Example 1. In the case of torch cells, the chemical energy got converted into light energy.
• According to the law, total energy derived from the cell is equal to the total light energy produced.
• But such a perfect conversion is not possible. Because, a portion of the chemical energy is lost as heat energy.
• But if we calculate the sum, we will find that the law is valid. That is.,
• Chemical energy derived from the cell =
[Light energy] + [Heat energy wasted]
Example 2: Chemical energy derived from the petrol
= [Kinetic energy of the car] + [Heat energy wasted in the engines] + [Energy lost to overcome friction between tyres and road when the car moves] + [Energy lost to overcome air resistance encountered when the car moves]
Example 3: Heat energy derived from the sun =
[Electrical energy produced in the generators] + [Heat energy wasted in the generators and turbines] + [Energy lost to overcome friction between water and inside surface of pipes] + [Potential energy lost due to leakage in pipes]
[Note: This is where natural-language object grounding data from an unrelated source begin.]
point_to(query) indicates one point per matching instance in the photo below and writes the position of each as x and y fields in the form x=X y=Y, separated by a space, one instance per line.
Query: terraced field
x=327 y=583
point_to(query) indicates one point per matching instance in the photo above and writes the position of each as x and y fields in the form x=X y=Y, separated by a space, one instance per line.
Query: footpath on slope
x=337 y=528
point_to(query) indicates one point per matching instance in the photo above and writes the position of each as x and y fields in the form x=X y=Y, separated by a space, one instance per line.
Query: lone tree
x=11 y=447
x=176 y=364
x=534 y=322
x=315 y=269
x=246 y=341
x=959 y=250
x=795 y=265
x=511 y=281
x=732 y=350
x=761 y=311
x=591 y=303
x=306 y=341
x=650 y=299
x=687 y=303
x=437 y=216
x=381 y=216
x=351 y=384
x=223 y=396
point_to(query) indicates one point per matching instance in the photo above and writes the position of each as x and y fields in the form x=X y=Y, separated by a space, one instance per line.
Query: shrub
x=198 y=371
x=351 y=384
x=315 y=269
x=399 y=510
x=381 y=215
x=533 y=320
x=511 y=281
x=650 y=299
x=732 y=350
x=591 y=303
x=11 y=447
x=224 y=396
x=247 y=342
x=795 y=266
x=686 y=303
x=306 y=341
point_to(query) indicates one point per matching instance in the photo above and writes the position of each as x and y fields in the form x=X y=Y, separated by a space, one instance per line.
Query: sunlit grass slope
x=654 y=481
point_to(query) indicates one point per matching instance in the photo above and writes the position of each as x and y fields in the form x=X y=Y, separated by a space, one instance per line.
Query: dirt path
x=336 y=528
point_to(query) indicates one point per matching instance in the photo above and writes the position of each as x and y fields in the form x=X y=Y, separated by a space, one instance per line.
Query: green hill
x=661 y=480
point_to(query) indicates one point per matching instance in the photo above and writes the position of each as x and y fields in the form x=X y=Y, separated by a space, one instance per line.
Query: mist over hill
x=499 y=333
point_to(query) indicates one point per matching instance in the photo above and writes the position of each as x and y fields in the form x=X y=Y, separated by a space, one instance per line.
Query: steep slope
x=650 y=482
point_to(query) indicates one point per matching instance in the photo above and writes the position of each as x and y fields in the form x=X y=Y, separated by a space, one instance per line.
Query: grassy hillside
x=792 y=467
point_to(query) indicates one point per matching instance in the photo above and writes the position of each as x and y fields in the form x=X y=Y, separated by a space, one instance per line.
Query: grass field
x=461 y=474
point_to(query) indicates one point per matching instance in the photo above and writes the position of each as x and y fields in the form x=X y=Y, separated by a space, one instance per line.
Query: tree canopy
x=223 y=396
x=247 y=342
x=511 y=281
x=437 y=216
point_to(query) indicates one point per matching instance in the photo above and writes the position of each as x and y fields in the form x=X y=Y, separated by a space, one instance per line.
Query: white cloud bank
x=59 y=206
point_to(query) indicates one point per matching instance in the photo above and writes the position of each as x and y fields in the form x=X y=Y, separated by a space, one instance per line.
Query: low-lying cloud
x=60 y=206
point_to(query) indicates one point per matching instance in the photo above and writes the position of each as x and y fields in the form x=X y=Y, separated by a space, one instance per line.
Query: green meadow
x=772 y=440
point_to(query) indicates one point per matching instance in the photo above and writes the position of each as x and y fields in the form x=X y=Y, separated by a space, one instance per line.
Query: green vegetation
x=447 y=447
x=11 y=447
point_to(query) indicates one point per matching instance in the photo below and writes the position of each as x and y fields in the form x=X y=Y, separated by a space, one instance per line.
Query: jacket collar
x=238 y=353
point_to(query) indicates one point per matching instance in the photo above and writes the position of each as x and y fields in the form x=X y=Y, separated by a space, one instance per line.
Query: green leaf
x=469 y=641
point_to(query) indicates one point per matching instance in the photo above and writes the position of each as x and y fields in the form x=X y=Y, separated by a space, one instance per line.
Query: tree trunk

Example 4: Chemical energy derived from the food =
[Potential energy of the person] + [Heat energy wasted in the body]
• So we see that the converted energy consists of various components. We will learn about those components in detail, in higher classes. At present, all we need to know is that, when we add those components, we will find that the total energy after conversion remains the same.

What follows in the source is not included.